Ski Trips from Hell... the story behind OBLIVION ROAD

So my new novel, Oblivion Road, is about five friends who get stranded during a ski trip in the Colorado wilderness. Readers often ask me where I get the ideas for my books—and I usually don't have a good answer for them! Ideas are such whimsical, odd, dreamlike little things. But in the case of Oblivion Road, the idea came directly from the experience of one of my friends. Back in high school, my friend Mark flew to Denver to go skiing for a week with his older brothers, right before Christmas. He was really psyched about the trip, and he was a great skier. (I almost went along myself, except my parents made me stay home because we had relatives coming into town).

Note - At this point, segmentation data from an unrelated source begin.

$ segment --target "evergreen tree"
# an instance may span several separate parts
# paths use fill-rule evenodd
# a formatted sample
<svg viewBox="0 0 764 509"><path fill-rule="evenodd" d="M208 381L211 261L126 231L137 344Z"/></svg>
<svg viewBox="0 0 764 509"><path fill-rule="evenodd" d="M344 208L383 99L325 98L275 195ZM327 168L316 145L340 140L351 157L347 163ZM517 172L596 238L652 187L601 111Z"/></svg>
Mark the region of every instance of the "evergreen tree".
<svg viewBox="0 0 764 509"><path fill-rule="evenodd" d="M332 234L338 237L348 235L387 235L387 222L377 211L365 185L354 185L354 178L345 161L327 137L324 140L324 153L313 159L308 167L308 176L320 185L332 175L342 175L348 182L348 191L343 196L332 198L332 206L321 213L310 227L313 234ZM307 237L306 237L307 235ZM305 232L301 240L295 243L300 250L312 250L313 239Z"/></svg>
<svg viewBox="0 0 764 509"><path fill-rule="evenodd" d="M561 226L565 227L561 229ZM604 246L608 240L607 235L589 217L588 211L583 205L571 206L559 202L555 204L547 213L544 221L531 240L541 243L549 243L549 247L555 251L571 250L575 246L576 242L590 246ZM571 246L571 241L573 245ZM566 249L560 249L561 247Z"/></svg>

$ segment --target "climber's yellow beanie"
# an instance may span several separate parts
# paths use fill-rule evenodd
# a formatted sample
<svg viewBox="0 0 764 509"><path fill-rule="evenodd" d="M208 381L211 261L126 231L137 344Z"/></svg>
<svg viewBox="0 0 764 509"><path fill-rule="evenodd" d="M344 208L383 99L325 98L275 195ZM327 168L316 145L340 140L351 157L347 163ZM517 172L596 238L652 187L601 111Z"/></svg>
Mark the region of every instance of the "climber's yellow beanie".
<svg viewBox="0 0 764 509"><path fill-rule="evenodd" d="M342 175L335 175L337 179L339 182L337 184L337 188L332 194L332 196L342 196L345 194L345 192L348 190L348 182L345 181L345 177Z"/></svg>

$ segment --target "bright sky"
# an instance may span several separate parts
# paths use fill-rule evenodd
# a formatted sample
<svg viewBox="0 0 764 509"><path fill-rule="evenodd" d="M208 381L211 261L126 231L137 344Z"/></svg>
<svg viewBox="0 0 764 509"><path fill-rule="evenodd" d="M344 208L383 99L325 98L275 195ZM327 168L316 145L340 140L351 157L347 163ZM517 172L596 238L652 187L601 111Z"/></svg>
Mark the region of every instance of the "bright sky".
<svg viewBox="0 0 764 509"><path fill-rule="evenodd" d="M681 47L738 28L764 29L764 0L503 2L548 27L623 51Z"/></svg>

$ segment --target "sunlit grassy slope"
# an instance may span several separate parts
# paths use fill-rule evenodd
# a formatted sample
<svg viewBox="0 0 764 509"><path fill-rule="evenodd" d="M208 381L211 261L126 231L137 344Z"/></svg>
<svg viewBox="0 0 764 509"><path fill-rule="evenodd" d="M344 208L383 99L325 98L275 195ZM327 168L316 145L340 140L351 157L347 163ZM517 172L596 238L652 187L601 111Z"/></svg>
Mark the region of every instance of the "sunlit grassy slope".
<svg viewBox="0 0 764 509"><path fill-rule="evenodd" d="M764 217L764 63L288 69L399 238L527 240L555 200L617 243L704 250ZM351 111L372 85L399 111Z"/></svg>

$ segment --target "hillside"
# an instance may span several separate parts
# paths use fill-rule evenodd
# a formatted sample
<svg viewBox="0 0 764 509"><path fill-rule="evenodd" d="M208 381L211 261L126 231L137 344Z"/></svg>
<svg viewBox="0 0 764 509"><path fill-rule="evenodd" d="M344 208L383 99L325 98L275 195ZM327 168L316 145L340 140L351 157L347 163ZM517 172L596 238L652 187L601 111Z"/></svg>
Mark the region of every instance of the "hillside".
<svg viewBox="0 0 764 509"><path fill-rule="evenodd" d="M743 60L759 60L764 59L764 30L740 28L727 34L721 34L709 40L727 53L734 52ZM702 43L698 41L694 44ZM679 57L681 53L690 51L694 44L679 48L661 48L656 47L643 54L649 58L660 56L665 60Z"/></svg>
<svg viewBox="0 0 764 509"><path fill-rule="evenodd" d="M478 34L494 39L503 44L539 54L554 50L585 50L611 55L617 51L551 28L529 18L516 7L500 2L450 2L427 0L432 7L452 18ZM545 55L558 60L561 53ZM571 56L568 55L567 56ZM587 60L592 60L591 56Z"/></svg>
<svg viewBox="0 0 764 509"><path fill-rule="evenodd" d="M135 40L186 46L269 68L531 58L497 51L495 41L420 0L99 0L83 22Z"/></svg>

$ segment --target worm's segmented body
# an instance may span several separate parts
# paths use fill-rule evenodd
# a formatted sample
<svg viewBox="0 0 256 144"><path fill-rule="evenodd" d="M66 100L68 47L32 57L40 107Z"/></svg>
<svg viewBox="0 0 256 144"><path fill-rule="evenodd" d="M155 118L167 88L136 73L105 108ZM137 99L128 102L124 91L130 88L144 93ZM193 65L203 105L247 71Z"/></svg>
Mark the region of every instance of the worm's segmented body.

As it turns out, Mark and his brothers never made it to the slopes. Their rented van broke down about an hour away during a massive snowstorm, and there was no way for them to call for help. They ended up spending the night out there, in the brutal cold, figuring that the next day someone would come along and rescue them. No such luck! Sometime around the next afternoon, they realized that they hadn't seen a single car, and came to the horrible realization that the road must have got closed because of the blizzard. They had to hike about two miles to a ranger station, where luckily, they managed to get help. But they knew they'd avoided a horrible disaster by the skin of their teeth.

So this was the genesis of Oblivion Road. I always kept their saga in the back of my mind over the years, but I wasn't sure if it was enough of an idea to support a whole novel. Then one day, I was thinking about it, and realized, Hey, how could I make things even worse for them? And I came up with the idea that while they were stranded, someone would stumble out of the snow, and that the person would be an escaped convict. From there, the novel just took on a life of its own.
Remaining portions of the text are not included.